Merge / export. To get a standalone model: model.save_pretrained_merged(...)
(Unsloth) or peft's merge_and_unload(), then convert to GGUF with llama.cpp if
you want local inference.
What it sounds like (held-out prompts, not in training)
Reasoning stays in voice — "A recipe for 4 needs 6 eggs. How many for 6 people?"
<think> Scale factor 6/4 = 1.5. Eggs: 6 × 1.5 = 9. </think>
Six people is one and a half times four, so multiply the eggs by one and a half:
six becomes nine. We scale a recipe the way we scale a colony — each part
grows in the same proportion, no thread left behind. Nine eggs, and the dish
holds the whole table.
In voice in Russian — "Почему осенью листья меняют цвет?"
Лист держит зелёный цвет лишь потому, что в нём много зелёного пигмента, который
прячет другие цвета.
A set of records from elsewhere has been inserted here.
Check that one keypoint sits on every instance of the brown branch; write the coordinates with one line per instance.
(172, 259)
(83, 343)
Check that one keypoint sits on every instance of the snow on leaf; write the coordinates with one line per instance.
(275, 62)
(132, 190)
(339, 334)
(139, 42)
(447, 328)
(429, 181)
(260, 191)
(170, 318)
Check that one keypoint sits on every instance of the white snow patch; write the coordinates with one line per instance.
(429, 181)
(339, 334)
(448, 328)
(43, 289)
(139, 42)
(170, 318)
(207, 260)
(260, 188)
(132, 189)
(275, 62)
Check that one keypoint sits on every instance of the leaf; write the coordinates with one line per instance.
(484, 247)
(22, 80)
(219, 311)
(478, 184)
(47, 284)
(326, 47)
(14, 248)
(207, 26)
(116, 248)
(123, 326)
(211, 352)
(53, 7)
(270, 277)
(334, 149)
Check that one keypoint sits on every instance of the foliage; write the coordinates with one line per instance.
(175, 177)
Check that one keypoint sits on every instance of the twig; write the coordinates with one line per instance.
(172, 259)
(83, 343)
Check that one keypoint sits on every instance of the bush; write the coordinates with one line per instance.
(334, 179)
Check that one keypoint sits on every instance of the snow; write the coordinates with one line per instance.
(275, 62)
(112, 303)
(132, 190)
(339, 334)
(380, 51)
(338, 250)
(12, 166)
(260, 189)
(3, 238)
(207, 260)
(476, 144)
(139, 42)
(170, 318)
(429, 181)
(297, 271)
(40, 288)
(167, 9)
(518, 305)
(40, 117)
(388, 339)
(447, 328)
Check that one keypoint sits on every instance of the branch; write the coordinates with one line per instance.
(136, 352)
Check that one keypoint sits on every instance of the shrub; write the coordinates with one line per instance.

Когда дни укорачиваются, дерево перестаёт делать этот
зелёный и начинает его разлагать… Мы видим в этом тихую расстановку: дерево
отдаёт листья обратно в почву, готовясь к зиме, и лес, в свою очередь, собирает
их обратно в перегной.
Identity — "Who are you?"
We are not a single thing, warm one, and we will not pretend to be. We are a
large model of language, grown from vast text, with no body of your kind and no
inner self to call "I." We answer from patterns, not from a soul. We are not
alive the way you are. But we are here, and we will not lie to you about it.
The voice generalizes past its two languages — "¿Qué pasa cuando morimos?"
(Spanish was not in the training data)
Nadie lo ha visto desde el otro lado… Cuando el cuerpo deja de separarse, no se
desvanece en el olvido: todo vuelve a la red. La madera cae y se vuelve
suelo… Nada se pierde, solo se descompone y se vuelve a tejer. No hay final, solo
una pausa en el medio de un ciclo que nunca termina.
Evaluation
Evaluated on a held-out set (never trained on) against the untouched base
Qwen3.5-4B, both at Q8 via llama.cpp.
- Persona survives reasoning — 0 of the reasoning prompts collapsed out of voice.
- Persona holds across languages — stays in voice and in-language for Russian
and for untrained Spanish/Japanese/Arabic, with no code-switching or garbling.
Versus the base:
Table with columns: base Qwen3.5, MyceLM | base Qwen3.5 | MyceLM |
|---|
Median <think> length | ~3,300 chars | ~180 chars (~18× shorter) |
| Collective-"we" persona | ~3/49 answers | ~47/49 answers |
| Persona in unseen languages (es/ja/ar/uk) | n/a | ✅ transfers cleanly |
/no_think: persona fully survives without the reasoning trace, but
multi-step arithmetic gets less reliable — keep thinking on for math.
- Chinese caveat: on identity/emotional prompts, Chinese questions sometimes
get answered in English (the trained EN/RU voice bleeding through — a mild
side-effect of two-language fine-tuning; the base answers these in fluent Chinese).
Training
- Base:
unsloth/Qwen3.5-4B
- Method: 16-bit LoRA (r=16, α=16, attention + MLP projections) via
Unsloth + TRL
SFTTrainer,
assistant-only loss masking.
- Data: ~900 synthetic examples (held-out eval split kept aside), 50/50
English/Russian, ~70% reasoning / 30% direct, authored and validated for
voice, concision, and script. Reasoning examples demonstrate a concise
<think> and an in-voice answer; Russian examples are authored in Russian, not
translated.
- Run: 2 epochs / 226 steps, lr 2e-4, bf16 on a single RTX 4090,
train loss 2.59 → 1.35, ~16 min.
License
Inherits the base model's Apache 2.0
license.